Having a broad range like this one (at $20) is normal just because of the nature of the market and because it accounts for any sort of minor incident or event that could affect prices. For example, if you watch the stock market on any given day, prices do not just go in one direction. They go up and down, sometimes more so than others. If you watch over an extended period of time, the same happens. It’s called oscillation, and it is the market’s natural way of stabilizing prices and helping investors find the most efficient price. As far as events go, oil is a globally traded commodity; the most popular one in the world. If a major oil producer, like Saudi Arabia, were to erupt in civil war or somehow unable to keep producing and exporting oil, there would be a major shake up to the price of oil. This would account for a lot of price changes, but perhaps not $20 worth over a long period. So, while a $20 range seems noncommittal, it’s actually a necessity in order to be accurate.
The good news for traders is that crude oil is not yet within this range. It’s been headed this way for a bit, but as of writing this, oil is still right around $58 a barrel. Buying a call binary option that expires at the end of the 2015 calendar year would put you right in line with these experts’ opinions. Is it a guarantee? No, it’s never for sure. But the data seems to point to the fact that this is a strong likelihood, especially if the global economy keeps heading in the direction that it has been. There are a lot of issues to sort out, but things are marching slowly in this direction.

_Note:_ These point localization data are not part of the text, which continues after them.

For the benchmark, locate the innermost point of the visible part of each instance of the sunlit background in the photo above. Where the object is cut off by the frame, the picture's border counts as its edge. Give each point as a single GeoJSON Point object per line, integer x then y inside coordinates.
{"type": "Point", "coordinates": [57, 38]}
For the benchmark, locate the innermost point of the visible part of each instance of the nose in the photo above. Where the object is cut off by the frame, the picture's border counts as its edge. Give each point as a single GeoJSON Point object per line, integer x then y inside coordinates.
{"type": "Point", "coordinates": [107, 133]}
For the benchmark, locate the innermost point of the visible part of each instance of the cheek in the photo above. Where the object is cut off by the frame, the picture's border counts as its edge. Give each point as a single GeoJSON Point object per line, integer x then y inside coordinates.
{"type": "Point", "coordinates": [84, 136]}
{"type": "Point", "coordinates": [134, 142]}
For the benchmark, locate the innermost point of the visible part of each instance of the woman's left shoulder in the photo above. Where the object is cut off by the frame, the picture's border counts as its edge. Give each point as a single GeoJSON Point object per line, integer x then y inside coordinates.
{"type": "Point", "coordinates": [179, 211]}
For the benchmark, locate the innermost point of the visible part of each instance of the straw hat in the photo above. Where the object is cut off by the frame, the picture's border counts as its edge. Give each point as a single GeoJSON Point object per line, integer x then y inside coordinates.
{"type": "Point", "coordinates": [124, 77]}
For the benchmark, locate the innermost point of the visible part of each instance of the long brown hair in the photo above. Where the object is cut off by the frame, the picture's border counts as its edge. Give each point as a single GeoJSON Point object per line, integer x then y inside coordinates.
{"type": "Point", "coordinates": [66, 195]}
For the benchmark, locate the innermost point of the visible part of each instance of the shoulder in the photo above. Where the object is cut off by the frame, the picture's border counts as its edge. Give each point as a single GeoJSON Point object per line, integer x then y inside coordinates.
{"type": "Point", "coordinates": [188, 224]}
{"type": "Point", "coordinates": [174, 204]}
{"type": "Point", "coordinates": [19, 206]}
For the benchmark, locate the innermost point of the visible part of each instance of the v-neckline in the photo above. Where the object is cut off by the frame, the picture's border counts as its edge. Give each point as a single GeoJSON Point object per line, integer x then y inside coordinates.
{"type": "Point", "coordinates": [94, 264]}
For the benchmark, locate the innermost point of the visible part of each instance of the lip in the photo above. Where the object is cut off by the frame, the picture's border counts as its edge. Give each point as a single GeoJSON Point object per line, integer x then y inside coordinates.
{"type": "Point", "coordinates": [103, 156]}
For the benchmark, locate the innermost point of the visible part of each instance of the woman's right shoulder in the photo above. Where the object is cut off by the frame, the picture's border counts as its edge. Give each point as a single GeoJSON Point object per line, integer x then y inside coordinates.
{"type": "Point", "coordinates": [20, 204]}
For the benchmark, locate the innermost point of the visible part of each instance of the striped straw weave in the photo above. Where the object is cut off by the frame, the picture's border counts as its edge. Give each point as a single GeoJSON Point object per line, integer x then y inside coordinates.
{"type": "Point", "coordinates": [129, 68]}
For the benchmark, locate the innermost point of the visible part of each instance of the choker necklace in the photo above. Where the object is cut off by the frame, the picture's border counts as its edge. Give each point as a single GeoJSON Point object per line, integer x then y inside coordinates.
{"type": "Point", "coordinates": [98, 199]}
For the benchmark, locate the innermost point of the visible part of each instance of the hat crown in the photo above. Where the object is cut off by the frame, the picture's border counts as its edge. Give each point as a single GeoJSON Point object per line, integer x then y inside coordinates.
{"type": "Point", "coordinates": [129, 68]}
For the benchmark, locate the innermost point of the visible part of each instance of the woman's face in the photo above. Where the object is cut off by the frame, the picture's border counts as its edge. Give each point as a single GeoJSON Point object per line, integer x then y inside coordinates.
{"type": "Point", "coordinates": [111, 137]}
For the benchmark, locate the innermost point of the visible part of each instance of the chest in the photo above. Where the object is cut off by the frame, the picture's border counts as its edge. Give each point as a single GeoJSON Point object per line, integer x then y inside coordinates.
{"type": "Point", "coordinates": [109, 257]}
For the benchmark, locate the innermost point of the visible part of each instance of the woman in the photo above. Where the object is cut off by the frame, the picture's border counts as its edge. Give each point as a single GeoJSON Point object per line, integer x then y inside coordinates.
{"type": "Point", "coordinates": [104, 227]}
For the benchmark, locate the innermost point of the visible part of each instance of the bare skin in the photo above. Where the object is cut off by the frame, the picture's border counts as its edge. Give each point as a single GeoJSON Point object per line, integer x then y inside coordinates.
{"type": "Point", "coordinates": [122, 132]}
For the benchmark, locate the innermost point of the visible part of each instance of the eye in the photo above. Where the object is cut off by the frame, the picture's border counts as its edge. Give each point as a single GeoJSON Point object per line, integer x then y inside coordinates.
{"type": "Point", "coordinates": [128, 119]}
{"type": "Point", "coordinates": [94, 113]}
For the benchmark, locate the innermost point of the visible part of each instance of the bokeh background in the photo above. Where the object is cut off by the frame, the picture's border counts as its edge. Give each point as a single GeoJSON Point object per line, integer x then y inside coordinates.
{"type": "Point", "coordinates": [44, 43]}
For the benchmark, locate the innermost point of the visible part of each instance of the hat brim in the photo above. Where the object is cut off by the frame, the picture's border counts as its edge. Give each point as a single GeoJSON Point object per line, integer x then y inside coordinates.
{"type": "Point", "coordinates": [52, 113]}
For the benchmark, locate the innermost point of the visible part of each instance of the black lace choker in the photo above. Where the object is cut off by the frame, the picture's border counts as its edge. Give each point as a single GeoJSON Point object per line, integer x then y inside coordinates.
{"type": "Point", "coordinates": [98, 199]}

Once it reaches the $60 to $80 range, then how do you trade oil? This is a lot trickier, but by relying upon the news and adjusting your strategy to meet the global sentiment at the time, you can make many short term oil trades that will allow you to keep growing your account sizes without having to wait all the way until January 1st, 2016, to finally see a profit credited to your trading account. Oil has sunk very low in the past, and there are very few indications that this will happen again in the near future. For now, the vast majority of signs say that up is the only way it can go. Positioning your trades accordingly in order to profit off of this is just the smart thing to do.